Insulin and glucose play a key role in the control of body energy homeostasis. However, the anatomical organization of the network of central insulin and glucose sensitive areas is still unclear. In the present study, we used a multiple-labelling technique combining retrograde tracing and Fos-like immunohistochemistry, to analyse the anatomical projections from hypothalamic neurones activated by the combined stimulus of insulin and glucose. After intraperitoneal injections of a bolus of insulin plus glucose, Fos-like immunoreactive neurones were observed in the paraventricular nucleus (PVN), ventromedial and arcuate nuclei, as well as the lateral hypothalamic area. In addition, neurones projecting to the autonomic preganglionic levels in the brainstem and spinal cord potentially involved in the control of glucose metabolism were identified by injections of fluorochrome tracers. Thus, Fluorogold was injected into the intermediolateral cell column of the lower spinal cord and Fast Blue was injected into the dorsal motor nucleus of the vagus.
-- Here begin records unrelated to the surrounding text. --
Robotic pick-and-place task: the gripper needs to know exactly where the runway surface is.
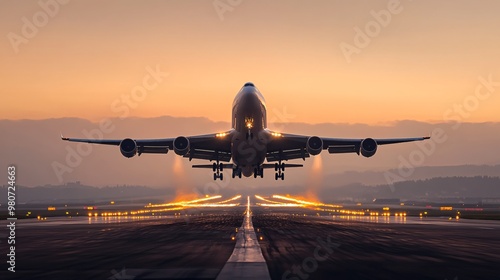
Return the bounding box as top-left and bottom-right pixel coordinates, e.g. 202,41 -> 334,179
0,205 -> 500,280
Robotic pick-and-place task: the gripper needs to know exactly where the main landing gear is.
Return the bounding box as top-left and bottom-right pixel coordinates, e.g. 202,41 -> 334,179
253,167 -> 264,178
274,160 -> 285,180
233,167 -> 241,178
212,161 -> 224,181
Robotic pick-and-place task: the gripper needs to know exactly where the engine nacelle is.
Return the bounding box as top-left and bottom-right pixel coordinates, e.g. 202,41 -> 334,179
174,136 -> 189,156
120,138 -> 137,158
306,136 -> 323,156
360,138 -> 378,157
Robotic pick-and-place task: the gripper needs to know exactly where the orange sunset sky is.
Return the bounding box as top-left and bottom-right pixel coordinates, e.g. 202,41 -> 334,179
0,0 -> 500,124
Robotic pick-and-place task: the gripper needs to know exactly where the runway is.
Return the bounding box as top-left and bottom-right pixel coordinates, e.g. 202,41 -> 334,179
0,200 -> 500,280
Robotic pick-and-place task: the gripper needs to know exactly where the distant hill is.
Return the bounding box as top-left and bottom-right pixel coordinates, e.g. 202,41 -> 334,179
0,182 -> 174,204
0,116 -> 500,190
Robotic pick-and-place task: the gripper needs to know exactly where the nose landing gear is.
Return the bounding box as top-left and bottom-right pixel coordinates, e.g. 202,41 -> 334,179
274,160 -> 285,180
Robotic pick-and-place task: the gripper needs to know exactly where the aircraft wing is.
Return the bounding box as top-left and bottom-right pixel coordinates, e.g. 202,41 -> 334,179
266,132 -> 430,162
61,131 -> 232,161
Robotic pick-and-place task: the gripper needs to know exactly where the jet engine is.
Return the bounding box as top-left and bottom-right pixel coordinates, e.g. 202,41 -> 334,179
174,136 -> 189,156
360,138 -> 377,157
120,138 -> 137,158
306,136 -> 323,156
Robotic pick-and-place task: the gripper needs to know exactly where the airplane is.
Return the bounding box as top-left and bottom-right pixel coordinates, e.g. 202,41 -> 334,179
61,82 -> 430,180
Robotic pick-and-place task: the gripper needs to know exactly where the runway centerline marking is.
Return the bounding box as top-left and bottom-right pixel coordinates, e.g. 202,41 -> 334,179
217,197 -> 271,280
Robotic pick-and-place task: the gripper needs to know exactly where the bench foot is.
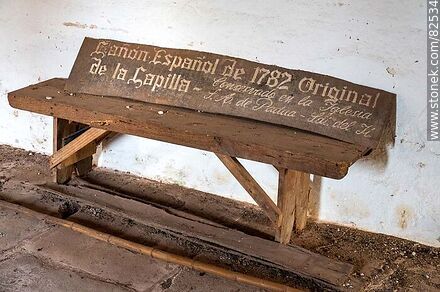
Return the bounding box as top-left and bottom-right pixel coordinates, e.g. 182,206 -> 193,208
275,169 -> 310,244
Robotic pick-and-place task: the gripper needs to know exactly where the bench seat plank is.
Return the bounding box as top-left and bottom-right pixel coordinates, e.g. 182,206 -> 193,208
8,78 -> 369,179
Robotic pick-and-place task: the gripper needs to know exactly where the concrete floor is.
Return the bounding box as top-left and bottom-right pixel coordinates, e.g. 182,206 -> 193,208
0,207 -> 257,292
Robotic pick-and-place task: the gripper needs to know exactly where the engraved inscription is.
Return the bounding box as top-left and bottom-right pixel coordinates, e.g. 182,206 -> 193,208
66,39 -> 393,146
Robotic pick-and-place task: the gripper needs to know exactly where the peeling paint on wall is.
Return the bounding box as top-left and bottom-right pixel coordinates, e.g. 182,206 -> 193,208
0,0 -> 440,246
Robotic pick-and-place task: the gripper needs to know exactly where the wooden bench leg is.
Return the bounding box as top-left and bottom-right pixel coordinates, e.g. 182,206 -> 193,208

Perikarya of descending neurones were detected chiefly in the dorsal, medial and lateral parvocellular subnuclei and also in the posterior magnocellular subnucleus of the PVN. In contrast, insulin-glucose activated neurones in the PVN were observed mainly in the medial parvocellular and posterior magnocellular subnuclei. Fluorogold/Fos double-labelled neurones were only observed in the ventral zone of the medial parvocellular subnucleus. These data indicate that, within the PVN, there could be neurones responding to insulin-glucose administration, which are involved in the sympathetic control of the classical regulatory structures of body energy homeostasis, such as the liver and pancreas, and which could play a role in the output of the neuronal circuitry controlling food intake.